Reconciliation: “To find a way in which two situations or beliefs that are opposed to each other can agree and exist together” (Cambridge dictionary).

Every 16 December we have an opportunity to reflect on ourselves, our community and our country as to how far we have come in moving forward on national reconciliation. When then- President Mandela inaugurated the Day of Reconciliation in 1994, he was intentional about changing it from its previous sentiment to a new celebration. As you may already know, 16 December was a public holiday that initially celebrated Dingane’s Day or the Day of the Vow. From 1961 the same day was chosen to initiate the Umkhonto we Sizwe movement, with the aim of defeating the Apartheid system at play in the country at the time. Both events prior to 1994 were celebrated by a smaller group of people within our country. Through President Mandela the day that was celebrated by a select few became an inclusive celebration for a country. In a way we could say that on Reconciliation Day we strive to remember what has separated our people for so many years, and then actively find ways to move closer towards one another.

It’s now 2020 – 26 years later. How far have we come? How far do we still have to go? What are the barriers that keep us from moving forward?

Let us stop and focus on the word barrier and what it stands for. A barrier can be something that stands in the way. Something we might create for ourselves. For example, if my fear of what others will think drives me to conform to a group, I may create a barrier for myself. If I lack the confidence to stand up for another person or to speak out when a situation is not fair, I create a barrier for myself. If I repeatedly become defensive about an issue but don’t take the time to explore it further, I create a barrier for myself.

Barriers can also be something created by others or a circumstance that has been put into my way and blocks my next step. These may include growing up in an environment that had certain misperceptions of other cultures, or born into a culture that caused strife on others. It may be a broken family or values pushed onto me in my early years.

How many of these barriers am I aware of? What is it that stops me from engaging with others that are ‘different’ to me – and let us not talk about the workplace, but who we engage with on our own accord. How diverse are my friendship circles? How freely do I step into conversations that may be difficult to hold, because of the emotions that may arise? Why is it that some of our fellow South Africans still to this day are made to feel inferior or still feel inferior to others and why do our young people still have similar challenges to those of their parents? We just have to switch on to a news channel and these barriers can heard.

We could continue making a list with examples… and maybe you would like to stop for a moment by reflecting on your own.

Regardless of what our barriers are, we can choose how we respond to them. We have a choice to have our emotions rule us or rule over them. Our life may have been impacted by our past, by our parents or culture, but we have a choice as to whether we want to continue on that road or change direction. Usually, the choice to change ourselves or be a change in our environment requires more work than leaving it as is…

What would happen, if more of us were to actively break down those barriers as they come up before us?

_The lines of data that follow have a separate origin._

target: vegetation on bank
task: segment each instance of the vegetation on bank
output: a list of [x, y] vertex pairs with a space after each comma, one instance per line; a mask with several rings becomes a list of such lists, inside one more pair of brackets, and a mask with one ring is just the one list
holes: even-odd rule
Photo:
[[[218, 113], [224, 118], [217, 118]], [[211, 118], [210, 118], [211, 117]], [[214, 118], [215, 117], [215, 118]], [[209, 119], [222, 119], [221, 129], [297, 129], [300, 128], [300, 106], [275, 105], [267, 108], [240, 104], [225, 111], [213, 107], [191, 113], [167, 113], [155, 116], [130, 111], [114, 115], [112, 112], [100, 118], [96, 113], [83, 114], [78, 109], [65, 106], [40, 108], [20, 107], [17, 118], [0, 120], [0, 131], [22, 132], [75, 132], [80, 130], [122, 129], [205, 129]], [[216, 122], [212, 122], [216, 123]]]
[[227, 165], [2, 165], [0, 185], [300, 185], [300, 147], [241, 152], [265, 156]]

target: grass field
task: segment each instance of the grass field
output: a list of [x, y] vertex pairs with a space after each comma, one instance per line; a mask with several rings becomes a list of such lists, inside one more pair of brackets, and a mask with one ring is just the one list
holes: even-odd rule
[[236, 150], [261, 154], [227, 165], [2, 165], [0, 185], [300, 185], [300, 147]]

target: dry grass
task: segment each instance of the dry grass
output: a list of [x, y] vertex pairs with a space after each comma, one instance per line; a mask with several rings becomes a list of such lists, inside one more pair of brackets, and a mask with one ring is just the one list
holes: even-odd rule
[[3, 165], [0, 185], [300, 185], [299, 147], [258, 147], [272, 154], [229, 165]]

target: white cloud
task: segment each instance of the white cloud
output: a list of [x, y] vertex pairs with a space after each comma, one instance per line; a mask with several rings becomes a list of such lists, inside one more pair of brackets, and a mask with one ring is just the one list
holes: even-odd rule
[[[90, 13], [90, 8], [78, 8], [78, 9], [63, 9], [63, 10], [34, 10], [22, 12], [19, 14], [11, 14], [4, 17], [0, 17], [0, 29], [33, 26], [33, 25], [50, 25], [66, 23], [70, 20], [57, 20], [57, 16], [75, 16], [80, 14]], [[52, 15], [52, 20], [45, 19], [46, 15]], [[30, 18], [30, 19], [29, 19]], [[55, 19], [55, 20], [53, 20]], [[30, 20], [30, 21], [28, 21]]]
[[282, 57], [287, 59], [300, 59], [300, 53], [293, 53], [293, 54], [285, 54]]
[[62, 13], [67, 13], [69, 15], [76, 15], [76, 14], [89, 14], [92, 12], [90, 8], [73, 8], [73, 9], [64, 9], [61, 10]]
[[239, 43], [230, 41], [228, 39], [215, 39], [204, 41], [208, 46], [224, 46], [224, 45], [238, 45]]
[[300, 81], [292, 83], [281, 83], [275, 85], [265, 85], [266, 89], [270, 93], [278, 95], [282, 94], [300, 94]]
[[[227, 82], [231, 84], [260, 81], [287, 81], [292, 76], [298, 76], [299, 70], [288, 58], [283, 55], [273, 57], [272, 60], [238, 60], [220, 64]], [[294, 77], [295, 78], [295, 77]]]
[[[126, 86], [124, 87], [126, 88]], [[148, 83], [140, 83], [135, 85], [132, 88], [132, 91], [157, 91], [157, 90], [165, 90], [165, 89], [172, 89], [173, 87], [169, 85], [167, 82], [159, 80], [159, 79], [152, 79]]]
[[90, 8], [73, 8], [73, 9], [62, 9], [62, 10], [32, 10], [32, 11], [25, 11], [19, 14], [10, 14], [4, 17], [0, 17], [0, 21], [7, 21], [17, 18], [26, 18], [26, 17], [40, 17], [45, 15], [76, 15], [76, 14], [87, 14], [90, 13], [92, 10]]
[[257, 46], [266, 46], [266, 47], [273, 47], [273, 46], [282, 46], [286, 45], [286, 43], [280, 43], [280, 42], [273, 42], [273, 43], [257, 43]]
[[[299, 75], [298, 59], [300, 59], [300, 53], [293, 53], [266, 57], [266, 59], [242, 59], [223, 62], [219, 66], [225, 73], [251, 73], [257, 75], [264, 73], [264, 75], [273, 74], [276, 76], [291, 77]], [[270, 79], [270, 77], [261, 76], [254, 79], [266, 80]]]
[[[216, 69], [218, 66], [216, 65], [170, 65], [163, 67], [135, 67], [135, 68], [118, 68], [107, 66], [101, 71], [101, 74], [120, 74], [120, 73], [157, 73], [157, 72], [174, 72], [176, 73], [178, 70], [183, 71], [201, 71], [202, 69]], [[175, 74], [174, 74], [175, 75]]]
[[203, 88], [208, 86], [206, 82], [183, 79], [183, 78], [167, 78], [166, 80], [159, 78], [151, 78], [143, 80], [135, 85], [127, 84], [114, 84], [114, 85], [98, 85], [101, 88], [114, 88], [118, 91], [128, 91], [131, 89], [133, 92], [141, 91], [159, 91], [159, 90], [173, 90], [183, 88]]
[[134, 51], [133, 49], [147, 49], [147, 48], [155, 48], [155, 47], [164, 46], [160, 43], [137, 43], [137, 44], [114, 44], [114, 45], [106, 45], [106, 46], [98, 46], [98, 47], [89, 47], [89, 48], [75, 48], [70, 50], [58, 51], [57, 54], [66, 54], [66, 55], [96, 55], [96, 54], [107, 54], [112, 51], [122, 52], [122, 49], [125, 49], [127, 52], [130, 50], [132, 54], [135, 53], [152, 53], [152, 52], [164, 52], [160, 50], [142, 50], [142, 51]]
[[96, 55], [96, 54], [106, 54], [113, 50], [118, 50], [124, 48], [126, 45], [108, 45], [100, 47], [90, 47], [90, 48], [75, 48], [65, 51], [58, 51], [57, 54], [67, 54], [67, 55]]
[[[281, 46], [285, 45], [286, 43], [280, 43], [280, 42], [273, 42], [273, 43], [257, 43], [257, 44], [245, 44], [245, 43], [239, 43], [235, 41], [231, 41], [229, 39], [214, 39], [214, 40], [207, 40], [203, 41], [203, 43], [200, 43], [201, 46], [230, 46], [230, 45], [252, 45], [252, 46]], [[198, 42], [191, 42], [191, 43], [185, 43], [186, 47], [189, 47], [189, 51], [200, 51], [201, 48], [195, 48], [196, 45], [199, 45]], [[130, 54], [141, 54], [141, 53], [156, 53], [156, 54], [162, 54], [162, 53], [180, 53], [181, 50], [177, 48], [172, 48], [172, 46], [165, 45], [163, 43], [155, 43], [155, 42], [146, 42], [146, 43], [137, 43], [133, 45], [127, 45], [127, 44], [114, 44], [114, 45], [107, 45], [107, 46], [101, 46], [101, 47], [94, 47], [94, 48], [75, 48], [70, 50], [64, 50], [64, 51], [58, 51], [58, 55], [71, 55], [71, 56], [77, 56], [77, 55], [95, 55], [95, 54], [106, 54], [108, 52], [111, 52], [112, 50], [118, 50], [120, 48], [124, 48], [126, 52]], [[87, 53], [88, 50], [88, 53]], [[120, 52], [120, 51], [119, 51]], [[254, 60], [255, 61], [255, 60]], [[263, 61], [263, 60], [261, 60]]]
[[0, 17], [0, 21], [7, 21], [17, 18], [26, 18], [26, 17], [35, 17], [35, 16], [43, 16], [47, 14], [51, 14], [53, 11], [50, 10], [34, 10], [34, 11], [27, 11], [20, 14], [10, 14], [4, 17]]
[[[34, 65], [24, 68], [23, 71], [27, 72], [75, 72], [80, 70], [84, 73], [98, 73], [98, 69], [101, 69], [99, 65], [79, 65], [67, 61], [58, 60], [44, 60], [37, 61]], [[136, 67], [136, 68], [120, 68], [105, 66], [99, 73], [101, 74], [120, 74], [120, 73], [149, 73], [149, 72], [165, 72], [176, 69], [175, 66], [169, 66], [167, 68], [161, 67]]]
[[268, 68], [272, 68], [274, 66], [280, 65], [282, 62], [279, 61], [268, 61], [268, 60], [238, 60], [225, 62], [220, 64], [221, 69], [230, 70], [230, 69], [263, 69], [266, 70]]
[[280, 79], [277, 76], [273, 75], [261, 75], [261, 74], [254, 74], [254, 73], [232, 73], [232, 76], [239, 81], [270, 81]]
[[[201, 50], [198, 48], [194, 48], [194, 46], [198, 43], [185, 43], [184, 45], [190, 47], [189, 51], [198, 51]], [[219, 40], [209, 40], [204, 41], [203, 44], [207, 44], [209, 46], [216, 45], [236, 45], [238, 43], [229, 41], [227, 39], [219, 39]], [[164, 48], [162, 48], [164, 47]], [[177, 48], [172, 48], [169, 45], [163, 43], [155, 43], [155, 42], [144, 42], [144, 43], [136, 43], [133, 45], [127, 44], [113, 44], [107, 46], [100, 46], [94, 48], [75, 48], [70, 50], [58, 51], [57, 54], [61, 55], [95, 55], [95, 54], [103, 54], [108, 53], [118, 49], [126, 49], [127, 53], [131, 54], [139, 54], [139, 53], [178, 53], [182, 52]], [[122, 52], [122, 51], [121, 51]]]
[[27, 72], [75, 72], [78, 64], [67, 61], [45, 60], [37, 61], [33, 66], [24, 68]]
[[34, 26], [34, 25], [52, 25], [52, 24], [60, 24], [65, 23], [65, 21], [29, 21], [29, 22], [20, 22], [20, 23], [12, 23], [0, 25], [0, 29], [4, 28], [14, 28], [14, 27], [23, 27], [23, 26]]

What would happen if we would spend a little more time in the shoes of another and listen to their story; if we took time to learn a new language (as our President Ramaphosa suggested earlier this week) or if we stepped in and spoke out when we see inequality in the workplace, in our schools or in our community? What would happen if we reacted less to an opinion that touches a nerve and rather let it sink in, and then engage with that person from whom it comes a little more? What if we spoke out about our past perceptions, misperceptions and actively seek forgiveness? What if we would actively stop giving our opinions and actively listen to that of another?


It takes courage, honesty and humility to reconcile!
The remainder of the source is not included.